We can take back the streets. We can take back our lives. It can happen, though it will not be easy. We must begin thinking differently about guns: Instead of assuming, as we have for too long, that all but a few demonstrably dangerous citizens are presumptively entitled to own a gun, we must, as a nation, move toward a very different model, one that presumptively bars private citizens from owning a firearm unless they can demonstrate a special need and ability to do so.

MANY THINGS ARE CURBED--WHY NOT FIREARMS?

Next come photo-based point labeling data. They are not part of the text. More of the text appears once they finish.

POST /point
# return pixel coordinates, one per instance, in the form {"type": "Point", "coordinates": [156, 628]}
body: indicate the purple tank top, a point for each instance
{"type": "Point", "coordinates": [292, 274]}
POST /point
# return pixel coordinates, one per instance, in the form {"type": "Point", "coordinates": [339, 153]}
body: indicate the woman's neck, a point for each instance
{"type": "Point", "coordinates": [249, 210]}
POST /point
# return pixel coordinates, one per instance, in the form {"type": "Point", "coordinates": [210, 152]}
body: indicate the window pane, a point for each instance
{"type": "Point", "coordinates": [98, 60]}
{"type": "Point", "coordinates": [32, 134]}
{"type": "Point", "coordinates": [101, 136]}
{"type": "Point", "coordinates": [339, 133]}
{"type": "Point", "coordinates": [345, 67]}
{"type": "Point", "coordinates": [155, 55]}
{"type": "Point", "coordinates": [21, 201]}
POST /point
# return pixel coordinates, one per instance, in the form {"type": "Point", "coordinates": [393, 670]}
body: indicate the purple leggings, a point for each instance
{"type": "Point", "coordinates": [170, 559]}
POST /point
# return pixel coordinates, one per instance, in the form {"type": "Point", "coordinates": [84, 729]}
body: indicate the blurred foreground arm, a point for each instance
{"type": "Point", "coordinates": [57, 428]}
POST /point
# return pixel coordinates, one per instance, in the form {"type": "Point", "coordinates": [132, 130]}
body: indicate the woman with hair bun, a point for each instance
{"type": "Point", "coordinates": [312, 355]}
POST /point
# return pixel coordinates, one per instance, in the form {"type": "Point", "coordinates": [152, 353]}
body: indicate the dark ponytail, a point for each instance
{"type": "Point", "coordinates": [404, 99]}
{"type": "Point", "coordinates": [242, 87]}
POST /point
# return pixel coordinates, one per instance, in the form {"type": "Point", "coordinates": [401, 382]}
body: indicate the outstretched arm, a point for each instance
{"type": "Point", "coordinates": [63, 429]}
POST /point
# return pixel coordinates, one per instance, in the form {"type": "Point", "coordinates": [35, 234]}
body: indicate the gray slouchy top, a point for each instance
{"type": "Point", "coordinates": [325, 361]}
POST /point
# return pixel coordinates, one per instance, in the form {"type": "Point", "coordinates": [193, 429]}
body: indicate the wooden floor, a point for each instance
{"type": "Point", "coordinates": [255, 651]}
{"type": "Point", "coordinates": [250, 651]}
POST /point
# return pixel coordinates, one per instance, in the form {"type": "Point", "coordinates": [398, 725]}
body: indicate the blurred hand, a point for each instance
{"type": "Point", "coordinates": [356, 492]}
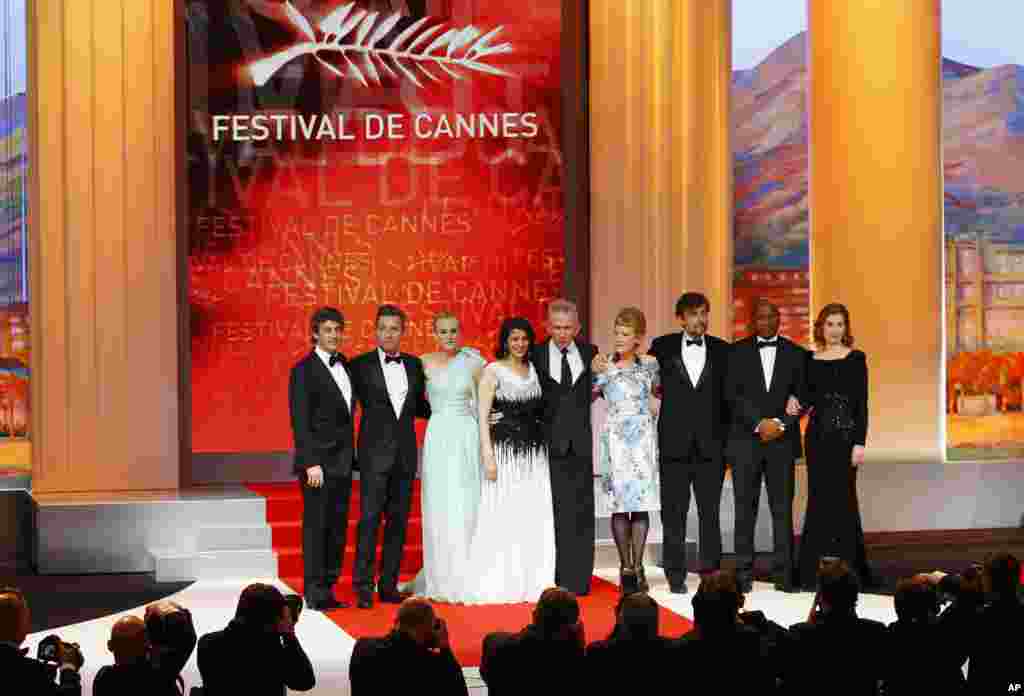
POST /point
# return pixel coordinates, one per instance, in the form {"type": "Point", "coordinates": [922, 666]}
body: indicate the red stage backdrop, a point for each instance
{"type": "Point", "coordinates": [357, 154]}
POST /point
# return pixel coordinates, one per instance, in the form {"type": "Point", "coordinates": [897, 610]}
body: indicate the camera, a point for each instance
{"type": "Point", "coordinates": [52, 650]}
{"type": "Point", "coordinates": [294, 603]}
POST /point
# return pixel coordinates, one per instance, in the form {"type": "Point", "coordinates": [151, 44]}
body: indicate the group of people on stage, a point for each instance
{"type": "Point", "coordinates": [510, 486]}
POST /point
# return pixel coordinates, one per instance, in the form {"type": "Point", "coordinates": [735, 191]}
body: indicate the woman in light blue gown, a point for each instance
{"type": "Point", "coordinates": [451, 471]}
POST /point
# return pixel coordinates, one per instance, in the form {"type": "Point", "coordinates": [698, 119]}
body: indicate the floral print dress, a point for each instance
{"type": "Point", "coordinates": [627, 463]}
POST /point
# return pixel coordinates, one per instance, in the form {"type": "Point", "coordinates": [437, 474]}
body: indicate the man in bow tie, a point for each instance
{"type": "Point", "coordinates": [391, 387]}
{"type": "Point", "coordinates": [320, 398]}
{"type": "Point", "coordinates": [765, 372]}
{"type": "Point", "coordinates": [691, 430]}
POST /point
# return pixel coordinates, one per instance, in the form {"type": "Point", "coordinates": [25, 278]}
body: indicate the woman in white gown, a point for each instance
{"type": "Point", "coordinates": [512, 554]}
{"type": "Point", "coordinates": [451, 473]}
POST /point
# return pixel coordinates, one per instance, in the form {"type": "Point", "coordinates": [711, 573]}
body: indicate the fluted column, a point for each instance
{"type": "Point", "coordinates": [660, 179]}
{"type": "Point", "coordinates": [877, 204]}
{"type": "Point", "coordinates": [104, 368]}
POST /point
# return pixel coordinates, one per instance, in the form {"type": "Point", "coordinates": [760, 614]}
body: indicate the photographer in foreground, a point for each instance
{"type": "Point", "coordinates": [34, 677]}
{"type": "Point", "coordinates": [257, 654]}
{"type": "Point", "coordinates": [148, 655]}
{"type": "Point", "coordinates": [414, 657]}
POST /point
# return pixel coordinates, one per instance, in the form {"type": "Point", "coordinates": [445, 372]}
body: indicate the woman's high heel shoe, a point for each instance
{"type": "Point", "coordinates": [628, 579]}
{"type": "Point", "coordinates": [641, 577]}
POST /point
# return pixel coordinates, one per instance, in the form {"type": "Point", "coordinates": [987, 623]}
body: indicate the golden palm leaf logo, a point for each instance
{"type": "Point", "coordinates": [349, 45]}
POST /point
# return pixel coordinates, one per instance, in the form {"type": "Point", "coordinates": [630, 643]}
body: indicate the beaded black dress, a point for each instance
{"type": "Point", "coordinates": [838, 393]}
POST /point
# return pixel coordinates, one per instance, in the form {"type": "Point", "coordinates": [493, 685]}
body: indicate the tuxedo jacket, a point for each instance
{"type": "Point", "coordinates": [322, 421]}
{"type": "Point", "coordinates": [691, 411]}
{"type": "Point", "coordinates": [395, 664]}
{"type": "Point", "coordinates": [387, 440]}
{"type": "Point", "coordinates": [749, 401]}
{"type": "Point", "coordinates": [566, 409]}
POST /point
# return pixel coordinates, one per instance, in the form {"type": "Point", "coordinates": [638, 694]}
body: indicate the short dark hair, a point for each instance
{"type": "Point", "coordinates": [390, 310]}
{"type": "Point", "coordinates": [508, 325]}
{"type": "Point", "coordinates": [717, 602]}
{"type": "Point", "coordinates": [637, 616]}
{"type": "Point", "coordinates": [691, 301]}
{"type": "Point", "coordinates": [838, 585]}
{"type": "Point", "coordinates": [557, 609]}
{"type": "Point", "coordinates": [915, 599]}
{"type": "Point", "coordinates": [325, 314]}
{"type": "Point", "coordinates": [1003, 571]}
{"type": "Point", "coordinates": [819, 323]}
{"type": "Point", "coordinates": [260, 606]}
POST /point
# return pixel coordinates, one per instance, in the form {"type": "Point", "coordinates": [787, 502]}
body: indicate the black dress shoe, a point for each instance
{"type": "Point", "coordinates": [328, 604]}
{"type": "Point", "coordinates": [392, 596]}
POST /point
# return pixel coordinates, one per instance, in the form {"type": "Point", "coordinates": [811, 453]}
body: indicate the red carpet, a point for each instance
{"type": "Point", "coordinates": [467, 625]}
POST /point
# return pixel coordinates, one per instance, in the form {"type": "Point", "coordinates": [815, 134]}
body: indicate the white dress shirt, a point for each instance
{"type": "Point", "coordinates": [339, 375]}
{"type": "Point", "coordinates": [767, 359]}
{"type": "Point", "coordinates": [576, 361]}
{"type": "Point", "coordinates": [396, 380]}
{"type": "Point", "coordinates": [694, 357]}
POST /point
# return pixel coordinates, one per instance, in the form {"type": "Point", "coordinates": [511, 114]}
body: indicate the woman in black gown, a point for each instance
{"type": "Point", "coordinates": [837, 381]}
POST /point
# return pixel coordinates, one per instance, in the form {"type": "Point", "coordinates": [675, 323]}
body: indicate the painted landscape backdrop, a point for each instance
{"type": "Point", "coordinates": [14, 453]}
{"type": "Point", "coordinates": [983, 153]}
{"type": "Point", "coordinates": [770, 157]}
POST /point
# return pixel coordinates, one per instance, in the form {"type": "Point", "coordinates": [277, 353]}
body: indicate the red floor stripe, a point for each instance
{"type": "Point", "coordinates": [467, 625]}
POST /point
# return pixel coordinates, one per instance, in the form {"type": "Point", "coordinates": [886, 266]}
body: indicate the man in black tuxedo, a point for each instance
{"type": "Point", "coordinates": [320, 398]}
{"type": "Point", "coordinates": [764, 372]}
{"type": "Point", "coordinates": [416, 656]}
{"type": "Point", "coordinates": [691, 433]}
{"type": "Point", "coordinates": [390, 386]}
{"type": "Point", "coordinates": [563, 365]}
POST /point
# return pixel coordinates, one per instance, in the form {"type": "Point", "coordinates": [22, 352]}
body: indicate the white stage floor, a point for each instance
{"type": "Point", "coordinates": [212, 605]}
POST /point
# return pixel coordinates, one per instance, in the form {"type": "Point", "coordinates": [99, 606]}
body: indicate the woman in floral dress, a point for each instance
{"type": "Point", "coordinates": [627, 463]}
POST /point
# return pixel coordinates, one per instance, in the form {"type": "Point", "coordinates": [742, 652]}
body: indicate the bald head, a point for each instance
{"type": "Point", "coordinates": [14, 616]}
{"type": "Point", "coordinates": [766, 318]}
{"type": "Point", "coordinates": [128, 640]}
{"type": "Point", "coordinates": [416, 619]}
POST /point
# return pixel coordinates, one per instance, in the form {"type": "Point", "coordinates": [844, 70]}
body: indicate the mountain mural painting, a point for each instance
{"type": "Point", "coordinates": [983, 159]}
{"type": "Point", "coordinates": [770, 206]}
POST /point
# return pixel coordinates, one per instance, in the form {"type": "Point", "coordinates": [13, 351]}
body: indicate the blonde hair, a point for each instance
{"type": "Point", "coordinates": [444, 314]}
{"type": "Point", "coordinates": [632, 317]}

Thus we must act. As a society, we have already agreed that many things are simply too dangerous to be left in unrestricted private possession. We tightly control the use of motor vehicles, for example. We require every driver to be licensed and every car and truck to be registered and inspected. We require seat belts, forbid driving under the influence of alcohol and impose speed limits, even though most cars on the road today are technologically capable of far exceeding those limits. Indeed, partly because of these laws, the number of motor vehicle deaths in California last year was 23% lower than the number of firearm deaths.

Advertisement

We impose similarly tough restrictions on the use and sale of pharmaceutical products. Some jurisdictions now even limit the sale of spray paint, the medium of choice for many graffiti taggers. But, with few exceptions, guns and ammunition are easily available to almost anyone who wants them. This is crazy.

After the bloodshed in this region and this nation in the last two months alone, who can still argue compellingly that Americans can be trusted to handle guns safely?

We think the time has come for Americans to tell the truth about guns. They are not for us; we cannot handle them. They kill people, our children included. It’s time to get rid of them. Period.